When searching for a recipe to use for my healthy substitutions lab, I couldn’t resist one from Paula Deen. Even students who aren’t Food Network junkies know that Paula Deen is synonymous with high-fat, indulgent recipes.
I edited the original recipe slightly by halving it (it’s only a tasting lab afterall) and changing the melted butter to oil. (A cost-saving choice.) We also used freshly roasted pumpkin instead of canned, left over from our healthy plant-based protein snack demonstration.
I re-wrote more versions of the recipe: High fiber, low sugar, low fat, and total overhaul. One kitchen was assigned the original and each of the other four were given a healthy substitute to try.
I usually don’t require a mise en place (preparing all ingredients before mixing), but it is especially important for this lab. Usually mistakes are viewed as learning experiences, but in this lab it could throw off our experiment’s results!
The original recipe calls for two whole eggs, 3/4 C sugar, 1/2 C oil, 3/4 C pumpkin, and 1 C white all purpose flour.
The added fiber version replaces one of the eggs with a “flax egg” or 1 heaping tablespoon ground flax seeds mixed with 1/4 C water. One-half of the all-purpose flour is replaced with whole wheat flour. The other ingredients remain the same.
The low sugar version is the same as the original but with only 1/4 C sugar.
I missed a picture of the low-fat version. But it replaced the two whole eggs with three egg whites, reduced the oil to 1/4 C, and and increased the pumpkin to one whole cup.
The total overhaul version takes a little bit from each recipe. Half of the flour is whole grain, two eggs are replaced with 3 egg whites, pumpkin is increased to one whole cup, oil is cut in half, and there is only 1/2 C sugar instead of the 3/4 in the original recipe.
To evaluate the recipes, students drew five columns on a paper towel. I scrambled the numbers of the recipes so that students couldn’t easily guess which recipe was which.
After tasting students voted with a tally on a table drawn on an overhead transparency:
- Which pumpkin bar was your favorite?
- Which pumpkin bar do you think was the original?
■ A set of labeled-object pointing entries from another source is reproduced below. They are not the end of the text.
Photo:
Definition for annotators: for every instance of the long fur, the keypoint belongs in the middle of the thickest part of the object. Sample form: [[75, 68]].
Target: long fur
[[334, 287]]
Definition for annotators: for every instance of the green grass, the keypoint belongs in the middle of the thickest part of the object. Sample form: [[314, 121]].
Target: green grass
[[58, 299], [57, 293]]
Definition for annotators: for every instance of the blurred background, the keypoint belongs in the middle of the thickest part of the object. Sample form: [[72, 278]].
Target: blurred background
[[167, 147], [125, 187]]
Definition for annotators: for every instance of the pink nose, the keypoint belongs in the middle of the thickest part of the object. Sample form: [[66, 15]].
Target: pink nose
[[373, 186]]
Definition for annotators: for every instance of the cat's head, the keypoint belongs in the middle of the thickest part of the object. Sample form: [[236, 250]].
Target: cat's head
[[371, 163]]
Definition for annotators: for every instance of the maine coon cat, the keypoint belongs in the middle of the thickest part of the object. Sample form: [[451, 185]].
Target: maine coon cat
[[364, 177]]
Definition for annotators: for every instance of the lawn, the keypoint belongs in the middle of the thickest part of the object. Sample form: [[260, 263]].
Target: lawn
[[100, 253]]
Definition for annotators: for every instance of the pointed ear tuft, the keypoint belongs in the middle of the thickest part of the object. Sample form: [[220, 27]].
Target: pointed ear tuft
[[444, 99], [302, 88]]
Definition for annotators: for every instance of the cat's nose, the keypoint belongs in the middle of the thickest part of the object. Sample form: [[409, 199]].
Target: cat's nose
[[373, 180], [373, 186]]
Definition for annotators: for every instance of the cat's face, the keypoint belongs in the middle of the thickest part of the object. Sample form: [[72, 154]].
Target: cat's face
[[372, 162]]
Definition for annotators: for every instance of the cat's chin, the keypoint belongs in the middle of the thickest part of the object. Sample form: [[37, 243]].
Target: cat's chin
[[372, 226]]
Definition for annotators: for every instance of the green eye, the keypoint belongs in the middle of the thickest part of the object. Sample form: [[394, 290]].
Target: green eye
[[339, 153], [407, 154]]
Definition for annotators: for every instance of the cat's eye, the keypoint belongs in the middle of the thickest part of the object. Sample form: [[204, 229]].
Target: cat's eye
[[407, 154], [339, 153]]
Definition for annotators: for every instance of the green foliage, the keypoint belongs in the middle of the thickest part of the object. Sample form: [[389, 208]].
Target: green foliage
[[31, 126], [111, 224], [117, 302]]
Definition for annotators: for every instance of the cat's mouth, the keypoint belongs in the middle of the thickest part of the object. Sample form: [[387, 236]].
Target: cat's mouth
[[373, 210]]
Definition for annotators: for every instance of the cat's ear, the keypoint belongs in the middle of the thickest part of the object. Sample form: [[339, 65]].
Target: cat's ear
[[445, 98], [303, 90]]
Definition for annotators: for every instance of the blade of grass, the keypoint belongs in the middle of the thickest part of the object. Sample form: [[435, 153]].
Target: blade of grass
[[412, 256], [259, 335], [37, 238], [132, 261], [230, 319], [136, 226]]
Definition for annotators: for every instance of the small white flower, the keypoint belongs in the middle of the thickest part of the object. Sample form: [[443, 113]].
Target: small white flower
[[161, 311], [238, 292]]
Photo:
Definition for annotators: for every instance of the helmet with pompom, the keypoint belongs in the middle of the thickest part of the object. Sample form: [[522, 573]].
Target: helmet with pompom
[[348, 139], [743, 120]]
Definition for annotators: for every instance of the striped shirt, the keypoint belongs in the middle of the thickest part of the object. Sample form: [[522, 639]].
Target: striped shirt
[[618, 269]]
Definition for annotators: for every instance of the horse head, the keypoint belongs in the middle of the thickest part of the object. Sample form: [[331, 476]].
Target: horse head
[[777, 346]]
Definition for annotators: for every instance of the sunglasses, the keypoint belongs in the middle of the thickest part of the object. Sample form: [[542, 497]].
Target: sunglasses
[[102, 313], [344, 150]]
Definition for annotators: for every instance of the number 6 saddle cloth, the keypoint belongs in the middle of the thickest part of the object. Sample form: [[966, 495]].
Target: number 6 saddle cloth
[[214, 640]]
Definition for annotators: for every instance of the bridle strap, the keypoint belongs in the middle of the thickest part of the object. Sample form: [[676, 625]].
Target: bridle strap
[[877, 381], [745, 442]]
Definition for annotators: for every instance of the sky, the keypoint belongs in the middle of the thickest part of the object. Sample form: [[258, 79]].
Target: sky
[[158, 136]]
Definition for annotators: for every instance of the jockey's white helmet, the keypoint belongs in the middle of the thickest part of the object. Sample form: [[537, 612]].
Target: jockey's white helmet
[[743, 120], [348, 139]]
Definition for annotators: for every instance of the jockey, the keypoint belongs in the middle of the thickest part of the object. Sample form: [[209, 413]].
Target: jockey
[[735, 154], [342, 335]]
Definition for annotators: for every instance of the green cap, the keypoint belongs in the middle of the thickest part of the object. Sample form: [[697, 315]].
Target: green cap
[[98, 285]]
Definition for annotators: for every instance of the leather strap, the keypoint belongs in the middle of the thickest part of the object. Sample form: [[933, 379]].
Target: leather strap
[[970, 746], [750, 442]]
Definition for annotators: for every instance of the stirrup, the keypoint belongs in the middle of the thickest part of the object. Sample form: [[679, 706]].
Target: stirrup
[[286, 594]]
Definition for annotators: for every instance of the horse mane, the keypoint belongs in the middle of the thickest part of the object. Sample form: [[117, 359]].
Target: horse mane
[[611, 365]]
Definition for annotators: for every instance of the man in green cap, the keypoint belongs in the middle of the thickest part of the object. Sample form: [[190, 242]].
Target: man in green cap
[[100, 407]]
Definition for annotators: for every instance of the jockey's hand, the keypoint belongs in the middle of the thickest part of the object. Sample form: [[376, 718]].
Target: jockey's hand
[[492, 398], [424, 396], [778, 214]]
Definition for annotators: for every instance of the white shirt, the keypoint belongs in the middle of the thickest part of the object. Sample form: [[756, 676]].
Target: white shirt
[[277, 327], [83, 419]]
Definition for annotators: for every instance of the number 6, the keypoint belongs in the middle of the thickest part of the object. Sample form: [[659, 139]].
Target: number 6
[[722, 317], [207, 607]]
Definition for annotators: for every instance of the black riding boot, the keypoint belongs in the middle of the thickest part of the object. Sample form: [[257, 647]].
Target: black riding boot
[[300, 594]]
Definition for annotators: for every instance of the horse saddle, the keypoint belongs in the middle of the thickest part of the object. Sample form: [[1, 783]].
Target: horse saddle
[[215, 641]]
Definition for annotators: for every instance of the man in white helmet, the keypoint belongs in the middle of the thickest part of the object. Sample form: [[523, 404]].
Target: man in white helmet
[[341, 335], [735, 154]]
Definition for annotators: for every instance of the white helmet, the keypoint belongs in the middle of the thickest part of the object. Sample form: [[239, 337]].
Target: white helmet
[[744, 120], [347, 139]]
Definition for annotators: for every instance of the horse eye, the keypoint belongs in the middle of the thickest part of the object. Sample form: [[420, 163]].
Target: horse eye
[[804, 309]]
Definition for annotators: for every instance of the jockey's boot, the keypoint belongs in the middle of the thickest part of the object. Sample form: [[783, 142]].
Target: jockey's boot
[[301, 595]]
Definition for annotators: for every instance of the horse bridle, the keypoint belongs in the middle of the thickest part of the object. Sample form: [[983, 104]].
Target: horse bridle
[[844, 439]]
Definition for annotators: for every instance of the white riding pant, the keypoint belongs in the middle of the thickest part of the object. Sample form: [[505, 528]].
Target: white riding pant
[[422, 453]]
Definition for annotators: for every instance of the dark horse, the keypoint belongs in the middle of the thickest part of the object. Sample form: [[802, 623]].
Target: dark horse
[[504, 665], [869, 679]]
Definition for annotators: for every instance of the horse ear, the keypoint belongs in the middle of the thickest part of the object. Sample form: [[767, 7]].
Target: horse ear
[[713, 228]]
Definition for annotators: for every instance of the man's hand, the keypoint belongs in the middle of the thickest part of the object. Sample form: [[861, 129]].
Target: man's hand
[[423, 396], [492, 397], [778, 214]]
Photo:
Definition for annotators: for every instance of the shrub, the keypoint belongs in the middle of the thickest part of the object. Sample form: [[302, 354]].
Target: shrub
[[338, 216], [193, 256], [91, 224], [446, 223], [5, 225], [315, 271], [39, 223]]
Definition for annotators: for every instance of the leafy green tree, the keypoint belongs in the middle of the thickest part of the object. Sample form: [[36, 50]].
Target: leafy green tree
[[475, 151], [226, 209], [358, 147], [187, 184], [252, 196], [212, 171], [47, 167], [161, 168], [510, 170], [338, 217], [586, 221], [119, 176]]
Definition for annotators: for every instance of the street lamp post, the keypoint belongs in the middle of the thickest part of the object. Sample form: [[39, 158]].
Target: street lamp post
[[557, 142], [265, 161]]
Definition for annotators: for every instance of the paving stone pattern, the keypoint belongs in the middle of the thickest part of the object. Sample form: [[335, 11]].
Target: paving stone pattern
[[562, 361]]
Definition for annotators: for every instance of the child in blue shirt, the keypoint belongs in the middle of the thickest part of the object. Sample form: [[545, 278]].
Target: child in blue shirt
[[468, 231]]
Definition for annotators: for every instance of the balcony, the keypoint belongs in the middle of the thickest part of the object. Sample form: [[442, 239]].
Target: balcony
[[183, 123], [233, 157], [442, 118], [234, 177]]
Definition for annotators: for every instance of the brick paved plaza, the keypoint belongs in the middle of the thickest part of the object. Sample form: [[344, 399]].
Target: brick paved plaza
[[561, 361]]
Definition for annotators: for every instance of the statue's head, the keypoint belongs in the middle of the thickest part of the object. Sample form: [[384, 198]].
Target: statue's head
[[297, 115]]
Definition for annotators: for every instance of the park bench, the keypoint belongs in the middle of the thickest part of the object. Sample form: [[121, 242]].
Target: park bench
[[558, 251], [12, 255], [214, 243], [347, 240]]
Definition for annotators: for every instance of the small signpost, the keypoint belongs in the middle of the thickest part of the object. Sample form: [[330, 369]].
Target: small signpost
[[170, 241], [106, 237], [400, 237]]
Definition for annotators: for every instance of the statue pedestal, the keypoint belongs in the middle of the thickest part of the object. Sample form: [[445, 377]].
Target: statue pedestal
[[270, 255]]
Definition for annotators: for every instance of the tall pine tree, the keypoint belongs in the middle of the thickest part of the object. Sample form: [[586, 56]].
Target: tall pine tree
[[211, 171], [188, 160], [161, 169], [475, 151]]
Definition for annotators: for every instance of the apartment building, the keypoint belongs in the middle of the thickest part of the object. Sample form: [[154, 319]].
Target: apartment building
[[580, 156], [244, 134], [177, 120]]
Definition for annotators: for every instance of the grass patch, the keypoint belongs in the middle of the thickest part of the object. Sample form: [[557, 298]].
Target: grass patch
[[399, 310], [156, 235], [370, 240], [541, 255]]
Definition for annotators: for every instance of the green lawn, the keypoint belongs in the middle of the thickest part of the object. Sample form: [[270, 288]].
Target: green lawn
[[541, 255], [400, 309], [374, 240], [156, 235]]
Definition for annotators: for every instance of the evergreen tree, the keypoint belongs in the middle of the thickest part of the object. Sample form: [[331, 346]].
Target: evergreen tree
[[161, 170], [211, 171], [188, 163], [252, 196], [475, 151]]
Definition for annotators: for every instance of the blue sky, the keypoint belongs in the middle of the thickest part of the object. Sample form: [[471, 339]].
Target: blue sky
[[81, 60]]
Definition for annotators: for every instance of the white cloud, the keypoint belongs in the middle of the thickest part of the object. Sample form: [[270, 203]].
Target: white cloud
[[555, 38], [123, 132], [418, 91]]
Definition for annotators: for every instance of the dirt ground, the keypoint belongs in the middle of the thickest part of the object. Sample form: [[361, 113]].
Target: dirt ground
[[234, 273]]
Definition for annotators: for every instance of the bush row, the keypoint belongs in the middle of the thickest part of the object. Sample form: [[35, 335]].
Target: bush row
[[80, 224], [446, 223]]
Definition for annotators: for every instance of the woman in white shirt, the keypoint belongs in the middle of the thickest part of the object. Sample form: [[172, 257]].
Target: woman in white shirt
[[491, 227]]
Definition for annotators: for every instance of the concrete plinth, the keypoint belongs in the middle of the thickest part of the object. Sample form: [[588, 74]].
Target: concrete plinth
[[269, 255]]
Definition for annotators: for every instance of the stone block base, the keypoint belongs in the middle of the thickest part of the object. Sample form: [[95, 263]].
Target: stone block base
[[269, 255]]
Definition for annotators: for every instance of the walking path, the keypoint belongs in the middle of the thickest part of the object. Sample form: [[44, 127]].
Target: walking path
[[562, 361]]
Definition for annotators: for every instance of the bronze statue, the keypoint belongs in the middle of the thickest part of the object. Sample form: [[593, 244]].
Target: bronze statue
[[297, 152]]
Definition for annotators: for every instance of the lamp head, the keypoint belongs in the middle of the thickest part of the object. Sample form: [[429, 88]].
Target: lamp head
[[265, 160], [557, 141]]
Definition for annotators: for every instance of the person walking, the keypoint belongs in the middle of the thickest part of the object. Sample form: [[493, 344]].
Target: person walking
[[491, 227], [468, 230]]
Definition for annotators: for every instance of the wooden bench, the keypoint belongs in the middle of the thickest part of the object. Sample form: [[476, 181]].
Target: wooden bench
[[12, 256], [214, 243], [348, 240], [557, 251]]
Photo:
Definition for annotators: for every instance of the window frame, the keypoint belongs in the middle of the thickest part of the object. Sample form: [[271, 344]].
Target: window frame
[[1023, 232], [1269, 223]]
- Which pumpkin bar do you think was the most healthy?
Give it a try with your students, but here are our results:
Even after repeating this experiment with the staff, the low-fat version was overwhelmingly the favorite. It was most often picked as the favorite and as the original. Many people chose the high-fiber version as their favorite even though they knew it wasn’t the original. And many people chose the total overhaul as their favorite.
The point of the experiment is this: If you can’t tell the difference between a high-fat baked good and one with low-fat substitutions, and if more than 50% of people actually prefer the low fat version, why not try healthy baking substitutions more often?
This is one of my very favorite labs to do with students and teachers can learn a lot from it too.
Here is a link to my materials. You will find a copy of each of the recipes and a grocery list. The recipes are not labeled in the materials, so remember:
- Original
- Added fiber
- Reduced sugar
- Reduced fat
- Overhaul
I hope you enjoy this lab as much as we did! What are your favorite ways to teach healthy baking substitutions?